Mukhtar hatte das Zeug zur Identifikationsfigur

Dass sich Mukhtar, dem Hertha schon vor etlichen Monaten ein Angebot zur Verlängerung bis 2018 vorgelegt hatte, partout nicht langfristig binden mochte, verschlechterte sein Standing zusätzlich. Der Sohn einer Deutschen und eines Sudanesen, der die deutsche U19 im Sommer mit seinem Tor im Finale gegen Portugal zum Europameister machte, hatte das Zeug zur Identifikationsfigur. Jetzt ist er Geschichte - und nicht das erste uneingelöste Versprechen beim Hauptstadt-Klub.

Nicht-optimale Durchlässigkeit zwischen Nachwuchs- und Profibereich

Aktuell gehören mit Nico Schulz, Änis Ben-Hatira und John Anthony Brooks drei Eigengewächse zum Stamm des Bundesliga-Teams. Doch die - nicht optimale - Durchlässigkeit zwischen Nachwuchs- und Profibereich bleibt ein Thema.

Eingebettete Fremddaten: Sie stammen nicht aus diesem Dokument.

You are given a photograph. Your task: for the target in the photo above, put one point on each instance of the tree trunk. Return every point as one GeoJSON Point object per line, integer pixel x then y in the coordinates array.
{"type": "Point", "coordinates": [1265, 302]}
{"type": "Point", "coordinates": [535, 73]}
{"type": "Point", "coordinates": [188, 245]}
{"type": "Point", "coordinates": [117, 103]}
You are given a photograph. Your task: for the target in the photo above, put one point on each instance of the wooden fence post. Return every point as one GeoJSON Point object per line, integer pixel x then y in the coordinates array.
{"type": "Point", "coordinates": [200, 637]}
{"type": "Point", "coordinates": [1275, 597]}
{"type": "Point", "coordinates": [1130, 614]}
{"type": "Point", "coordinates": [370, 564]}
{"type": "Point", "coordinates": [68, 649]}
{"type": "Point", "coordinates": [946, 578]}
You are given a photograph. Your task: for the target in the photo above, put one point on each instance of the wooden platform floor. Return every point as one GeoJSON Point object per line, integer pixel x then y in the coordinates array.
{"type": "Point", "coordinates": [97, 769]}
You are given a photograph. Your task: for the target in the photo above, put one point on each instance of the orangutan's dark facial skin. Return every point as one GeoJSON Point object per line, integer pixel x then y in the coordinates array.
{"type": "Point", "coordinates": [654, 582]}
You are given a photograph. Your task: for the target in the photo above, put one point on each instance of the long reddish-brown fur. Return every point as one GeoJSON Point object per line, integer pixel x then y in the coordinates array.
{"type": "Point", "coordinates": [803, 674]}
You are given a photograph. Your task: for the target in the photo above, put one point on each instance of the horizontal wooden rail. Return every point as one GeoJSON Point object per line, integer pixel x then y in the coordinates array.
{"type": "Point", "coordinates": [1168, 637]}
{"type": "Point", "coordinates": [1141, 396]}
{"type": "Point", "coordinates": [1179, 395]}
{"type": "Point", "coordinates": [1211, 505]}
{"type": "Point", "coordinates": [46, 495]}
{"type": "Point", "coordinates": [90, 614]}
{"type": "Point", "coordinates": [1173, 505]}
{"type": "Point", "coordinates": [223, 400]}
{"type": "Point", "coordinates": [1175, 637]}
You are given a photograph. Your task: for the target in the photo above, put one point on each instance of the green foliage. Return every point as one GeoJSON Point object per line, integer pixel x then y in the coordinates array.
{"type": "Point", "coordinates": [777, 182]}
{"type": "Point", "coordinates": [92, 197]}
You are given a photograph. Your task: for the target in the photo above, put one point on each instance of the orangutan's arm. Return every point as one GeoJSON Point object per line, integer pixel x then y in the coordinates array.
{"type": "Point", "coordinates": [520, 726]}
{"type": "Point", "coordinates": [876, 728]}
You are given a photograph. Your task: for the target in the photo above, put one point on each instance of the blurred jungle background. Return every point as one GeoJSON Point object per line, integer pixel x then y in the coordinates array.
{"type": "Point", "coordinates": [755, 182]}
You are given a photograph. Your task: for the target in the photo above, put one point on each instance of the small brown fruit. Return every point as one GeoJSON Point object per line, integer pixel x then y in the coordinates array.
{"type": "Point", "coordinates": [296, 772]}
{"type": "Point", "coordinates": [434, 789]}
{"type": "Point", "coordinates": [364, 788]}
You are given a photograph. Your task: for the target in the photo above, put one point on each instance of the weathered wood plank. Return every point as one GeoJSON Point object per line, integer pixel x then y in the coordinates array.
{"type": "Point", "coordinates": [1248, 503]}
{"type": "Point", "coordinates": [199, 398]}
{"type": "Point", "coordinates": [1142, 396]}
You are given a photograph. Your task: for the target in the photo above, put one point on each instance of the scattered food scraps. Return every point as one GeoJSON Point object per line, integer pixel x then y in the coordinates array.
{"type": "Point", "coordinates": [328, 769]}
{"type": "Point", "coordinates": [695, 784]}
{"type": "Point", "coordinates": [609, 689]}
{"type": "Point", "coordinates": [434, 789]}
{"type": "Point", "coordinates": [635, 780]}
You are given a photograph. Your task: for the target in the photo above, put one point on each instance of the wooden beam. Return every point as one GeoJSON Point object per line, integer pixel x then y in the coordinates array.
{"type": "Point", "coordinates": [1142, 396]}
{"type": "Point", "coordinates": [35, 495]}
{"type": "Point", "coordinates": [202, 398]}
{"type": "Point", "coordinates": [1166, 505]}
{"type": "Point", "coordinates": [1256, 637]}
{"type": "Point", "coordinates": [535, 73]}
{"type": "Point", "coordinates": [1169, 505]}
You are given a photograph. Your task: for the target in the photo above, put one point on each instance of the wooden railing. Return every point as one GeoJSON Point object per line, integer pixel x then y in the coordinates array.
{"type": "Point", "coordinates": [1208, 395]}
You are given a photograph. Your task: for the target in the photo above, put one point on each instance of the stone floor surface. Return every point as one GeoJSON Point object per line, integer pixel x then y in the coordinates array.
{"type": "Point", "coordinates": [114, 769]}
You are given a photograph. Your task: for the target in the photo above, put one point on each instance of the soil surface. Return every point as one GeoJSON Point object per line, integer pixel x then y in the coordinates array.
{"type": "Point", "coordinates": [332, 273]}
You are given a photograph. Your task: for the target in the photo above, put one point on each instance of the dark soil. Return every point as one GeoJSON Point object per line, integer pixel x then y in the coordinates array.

Hertha bildet sehr gut aus - überwiegend für die Konkurrenz. Die hauseigene U17 wurde seit 2000 viermal Deutscher Meister. Seit der Jahrtausendwende schafften knapp 50 Spieler den Sprung in den Profibereich, drei wurden deutsche Nationalspieler (Jerome Boateng, Alexander Madlung, Malik Fathi).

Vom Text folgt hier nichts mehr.